Ed Burkhardt, chairman of the railway company whose driverless train crashed into a Quebec town this week, said the train was tampered with before the crash.
At least 13 people died in the crash and inferno.
CNN reported, via Free Republic:
The chairman of the company whose driverless train barreled into the small Quebec town of Lac-Megantic and unleashed a deadly inferno told a Montreal newspaper he believes it had been tampered with.
“We have evidence of this,” Ed Burkhardt said in an interview published by the Montreal Gazette. “But this is an item that needs further investigation. We need to talk to some people we believe to have knowledge of this.”
The company did not immediately return phone calls from CNN about the report. Burkhardt is the chief executive officer and president of Rail World, the parent company of the Montreal, Maine & Atlantic Railway, the operator of the derailed train.
Seventy-two tanker cars carrying crude oil jumped the track early Saturday, setting off a huge fireball. At least 13 people are dead and 37 are missing. Officials in the town 130 miles east of Montreal say some were likely vaporized by the sheer intensity of the blaze, which burned for 36 hours.
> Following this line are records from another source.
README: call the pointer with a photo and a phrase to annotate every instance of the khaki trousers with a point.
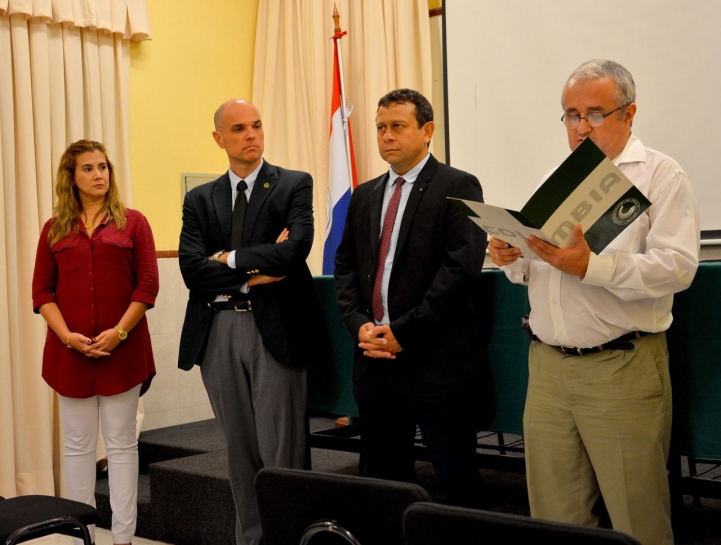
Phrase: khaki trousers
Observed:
(601, 423)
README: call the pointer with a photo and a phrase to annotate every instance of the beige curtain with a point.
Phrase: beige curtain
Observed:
(388, 46)
(64, 75)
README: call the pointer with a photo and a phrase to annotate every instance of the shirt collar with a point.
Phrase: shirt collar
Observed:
(633, 152)
(250, 179)
(410, 176)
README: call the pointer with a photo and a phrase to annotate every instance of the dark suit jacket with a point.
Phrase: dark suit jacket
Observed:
(438, 258)
(280, 198)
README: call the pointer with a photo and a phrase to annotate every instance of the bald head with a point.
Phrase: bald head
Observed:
(233, 102)
(239, 131)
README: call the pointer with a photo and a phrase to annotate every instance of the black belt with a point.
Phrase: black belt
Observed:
(238, 305)
(621, 343)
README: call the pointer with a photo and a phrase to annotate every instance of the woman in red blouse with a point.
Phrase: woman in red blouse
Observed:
(96, 274)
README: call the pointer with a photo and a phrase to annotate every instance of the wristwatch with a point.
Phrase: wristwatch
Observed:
(121, 332)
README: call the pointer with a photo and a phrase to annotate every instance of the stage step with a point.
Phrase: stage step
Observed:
(192, 501)
(178, 442)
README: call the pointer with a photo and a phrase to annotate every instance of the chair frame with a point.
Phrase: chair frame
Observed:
(327, 526)
(65, 517)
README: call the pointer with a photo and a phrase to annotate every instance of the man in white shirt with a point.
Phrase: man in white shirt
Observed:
(598, 408)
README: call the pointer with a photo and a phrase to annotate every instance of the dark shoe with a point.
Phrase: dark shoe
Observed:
(101, 469)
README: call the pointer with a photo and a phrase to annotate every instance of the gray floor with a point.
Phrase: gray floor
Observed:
(697, 523)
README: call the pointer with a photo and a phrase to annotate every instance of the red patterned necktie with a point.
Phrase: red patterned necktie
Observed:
(385, 242)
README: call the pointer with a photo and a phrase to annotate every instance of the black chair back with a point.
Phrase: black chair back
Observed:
(431, 524)
(29, 517)
(291, 500)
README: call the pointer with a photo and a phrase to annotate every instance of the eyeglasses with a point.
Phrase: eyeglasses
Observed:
(594, 119)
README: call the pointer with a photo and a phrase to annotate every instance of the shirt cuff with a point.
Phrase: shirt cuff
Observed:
(516, 271)
(600, 269)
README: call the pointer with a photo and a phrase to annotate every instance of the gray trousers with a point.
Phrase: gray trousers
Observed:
(260, 406)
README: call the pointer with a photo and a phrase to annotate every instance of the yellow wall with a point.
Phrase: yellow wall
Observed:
(201, 54)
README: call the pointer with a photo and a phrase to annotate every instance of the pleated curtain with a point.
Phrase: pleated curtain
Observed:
(388, 46)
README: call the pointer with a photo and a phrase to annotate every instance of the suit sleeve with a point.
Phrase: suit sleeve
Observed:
(465, 250)
(279, 259)
(266, 257)
(199, 273)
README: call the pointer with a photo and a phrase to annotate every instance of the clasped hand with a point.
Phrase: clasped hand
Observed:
(96, 347)
(378, 341)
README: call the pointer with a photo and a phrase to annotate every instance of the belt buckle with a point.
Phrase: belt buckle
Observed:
(246, 307)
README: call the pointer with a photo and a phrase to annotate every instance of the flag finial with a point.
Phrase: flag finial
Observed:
(336, 18)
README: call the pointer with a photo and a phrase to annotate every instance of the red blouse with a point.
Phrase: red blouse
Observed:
(93, 281)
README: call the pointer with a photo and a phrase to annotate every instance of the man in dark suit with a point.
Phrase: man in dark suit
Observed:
(243, 246)
(405, 269)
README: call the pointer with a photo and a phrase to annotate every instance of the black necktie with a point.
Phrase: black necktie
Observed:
(236, 226)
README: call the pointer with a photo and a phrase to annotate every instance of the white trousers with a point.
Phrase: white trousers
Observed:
(80, 430)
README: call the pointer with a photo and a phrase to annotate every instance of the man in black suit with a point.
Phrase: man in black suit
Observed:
(403, 288)
(243, 246)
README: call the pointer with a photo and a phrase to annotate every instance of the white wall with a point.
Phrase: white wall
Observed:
(508, 60)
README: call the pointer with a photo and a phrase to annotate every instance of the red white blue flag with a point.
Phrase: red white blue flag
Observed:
(342, 176)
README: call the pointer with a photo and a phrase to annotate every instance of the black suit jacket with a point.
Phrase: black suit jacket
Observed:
(280, 198)
(438, 259)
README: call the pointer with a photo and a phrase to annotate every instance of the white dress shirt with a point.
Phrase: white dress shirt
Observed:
(629, 286)
(234, 180)
(410, 177)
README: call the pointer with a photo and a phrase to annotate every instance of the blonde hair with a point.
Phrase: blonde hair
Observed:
(68, 207)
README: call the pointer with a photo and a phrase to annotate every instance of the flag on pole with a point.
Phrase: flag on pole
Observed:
(342, 176)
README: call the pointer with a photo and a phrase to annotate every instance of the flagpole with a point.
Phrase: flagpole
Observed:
(337, 35)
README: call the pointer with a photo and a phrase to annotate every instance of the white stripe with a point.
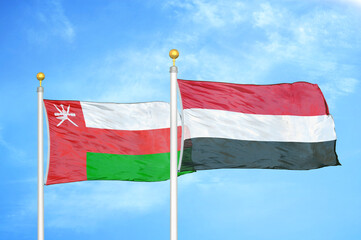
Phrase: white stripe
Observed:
(136, 116)
(256, 127)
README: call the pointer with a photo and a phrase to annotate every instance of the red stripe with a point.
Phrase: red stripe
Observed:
(69, 144)
(300, 98)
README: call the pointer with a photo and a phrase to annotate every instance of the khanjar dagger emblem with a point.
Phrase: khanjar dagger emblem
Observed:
(64, 115)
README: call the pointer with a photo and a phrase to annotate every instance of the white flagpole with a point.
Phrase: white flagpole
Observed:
(173, 148)
(40, 76)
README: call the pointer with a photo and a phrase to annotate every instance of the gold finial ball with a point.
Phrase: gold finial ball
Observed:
(40, 76)
(173, 53)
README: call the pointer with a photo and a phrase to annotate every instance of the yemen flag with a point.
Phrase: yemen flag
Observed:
(108, 141)
(281, 126)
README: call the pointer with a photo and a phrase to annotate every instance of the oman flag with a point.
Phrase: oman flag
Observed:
(281, 126)
(108, 141)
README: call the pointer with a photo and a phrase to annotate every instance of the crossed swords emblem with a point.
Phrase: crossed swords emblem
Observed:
(64, 115)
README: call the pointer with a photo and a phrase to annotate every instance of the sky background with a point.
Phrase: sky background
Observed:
(117, 51)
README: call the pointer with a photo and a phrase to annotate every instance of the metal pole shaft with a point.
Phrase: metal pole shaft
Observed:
(40, 91)
(173, 155)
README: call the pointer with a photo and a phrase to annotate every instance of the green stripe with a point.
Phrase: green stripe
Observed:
(142, 168)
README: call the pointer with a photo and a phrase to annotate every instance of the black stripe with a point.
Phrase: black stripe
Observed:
(215, 153)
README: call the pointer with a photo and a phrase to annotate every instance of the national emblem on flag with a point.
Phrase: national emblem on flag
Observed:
(108, 141)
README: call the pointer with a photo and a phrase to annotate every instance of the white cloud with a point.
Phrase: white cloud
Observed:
(52, 22)
(86, 204)
(211, 13)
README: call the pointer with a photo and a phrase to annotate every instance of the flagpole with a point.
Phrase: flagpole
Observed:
(40, 76)
(173, 148)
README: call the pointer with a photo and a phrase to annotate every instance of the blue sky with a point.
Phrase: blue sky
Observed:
(118, 51)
About 2,000 residents were evacuated. On Tuesday morning, authorities said the fire is now under control and 1,200 people will be permitted to go back to their homes immediately. Another 800 still cannot return, the officials said.
UPDATE: The brakes had been disabled on the train before the crash.
USA Today reported:
The air brakes on the runaway oil train that devastated a Quebec town early Saturday had been disabled by firefighters who were called to extinguish a blaze aboard one of the locomotives 90 minutes before the disaster, the head of the railway said Monday.